Using Social Media, SEO or any other form of Internet marketing cannot fix a product that sucks. But it can tell you whether or not the target market thinks it sucks. Of course, we must be talking about other products: yours couldn’t possibly suck with the numbers you sell. “The advertising investment and distribution channels are creating plenty of healthy sales. The economic downturn has affected us but it will pass.”

Is this just another economic downturn? What if this economic downturn is combined with a shift to a new age – a whole new mindset in business. At no other time in the history of our world have we seen a Company go from zero to the largest in the world within 10 years. Google is asking “What economic downturn?”. I was in awe when I recently read that Facebook had 200 Million users (April 14, 2009), absolutely shocked on July 10 when they announced 250 Million and scratching my head when on September 19,2009 they announced 300 million! They increased 50 Million users in 75 days, which means they added 670,000 users every single day! At a time when people were starting to speculate that they had peaked.

These numbers are unlike the numbers we have been used to dealing with in business. Google is indexing over a trillion URLs.  We have indeed entered The Google Age.

All this to say now that customers can HUNT for our product (as opposed to us spending millions in advertising & promotion HUNTING for customers and hoping they remember us when it comes time to buy), we might want to stop and think about who has the power in the current consumer-to-business relationship. In the past, the only feedback the consumer had access to was how he spent his dollar. And most felt it made no difference so apathy was the order of the day.  Big business dominated and big media profited.
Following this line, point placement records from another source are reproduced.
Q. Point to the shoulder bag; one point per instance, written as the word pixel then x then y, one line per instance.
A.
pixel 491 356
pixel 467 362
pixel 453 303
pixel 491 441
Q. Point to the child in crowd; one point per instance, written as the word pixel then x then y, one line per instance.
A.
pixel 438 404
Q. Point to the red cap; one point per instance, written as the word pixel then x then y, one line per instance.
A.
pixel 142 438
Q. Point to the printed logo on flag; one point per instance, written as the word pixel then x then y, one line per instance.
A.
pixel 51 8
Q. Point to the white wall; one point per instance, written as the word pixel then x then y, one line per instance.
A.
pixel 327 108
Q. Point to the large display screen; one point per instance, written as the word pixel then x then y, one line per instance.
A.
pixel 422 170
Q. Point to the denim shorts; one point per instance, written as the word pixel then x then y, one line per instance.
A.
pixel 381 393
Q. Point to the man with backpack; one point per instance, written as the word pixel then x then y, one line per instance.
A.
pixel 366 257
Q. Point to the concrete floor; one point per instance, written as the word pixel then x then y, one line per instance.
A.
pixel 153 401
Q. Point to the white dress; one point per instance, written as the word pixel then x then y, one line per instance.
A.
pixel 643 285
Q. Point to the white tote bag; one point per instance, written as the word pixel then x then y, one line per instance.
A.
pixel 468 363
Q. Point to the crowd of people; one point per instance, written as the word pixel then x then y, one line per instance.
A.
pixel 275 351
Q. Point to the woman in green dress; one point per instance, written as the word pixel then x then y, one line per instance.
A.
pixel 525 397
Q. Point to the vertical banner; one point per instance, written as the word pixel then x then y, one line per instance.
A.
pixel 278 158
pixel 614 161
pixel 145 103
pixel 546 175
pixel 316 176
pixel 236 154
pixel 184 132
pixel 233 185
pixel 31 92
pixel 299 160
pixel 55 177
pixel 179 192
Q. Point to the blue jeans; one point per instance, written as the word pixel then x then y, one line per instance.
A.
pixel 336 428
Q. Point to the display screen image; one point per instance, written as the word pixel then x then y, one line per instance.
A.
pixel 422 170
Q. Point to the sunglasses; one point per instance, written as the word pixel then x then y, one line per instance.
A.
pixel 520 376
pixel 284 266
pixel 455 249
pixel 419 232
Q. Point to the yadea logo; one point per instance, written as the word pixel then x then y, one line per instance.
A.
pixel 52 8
In The Google Age they can vote with their dollar AND they can influence millions of their peers online. That is good news and bad. Now they know they can make a difference. Now, in order to do business a brand must learn a whole new marketing mindset: they must learn to be found – at the right time, saying the right thing. They must deal with individuals rather than demographic target groups. It is tempting to treat this medium (the web) like it is just another advertising medium, but early results have been, at best, all over the map. The Internet is dynamic so our marketing strategies and tactics must also be dynamic. They must be based on sound principles and objectives but we must talk with and listen to our customers. Joshua Porter makes a great point about expectations of online marketing in his blog, reinforcing the need to look at the Internet with fresh eyes.

So your brand does not end up with a bloody nose. The first step is LISTEN. Marketing people and Senior Management must pay attention to the communities that their potential consumer is engaged with. DO NOT jump in with offers and promotions grounded in the old mindset. These communities will send you home with your hat in your hand. Just LISTEN for now. When they trust you, they will always give you the keys to the kingdom.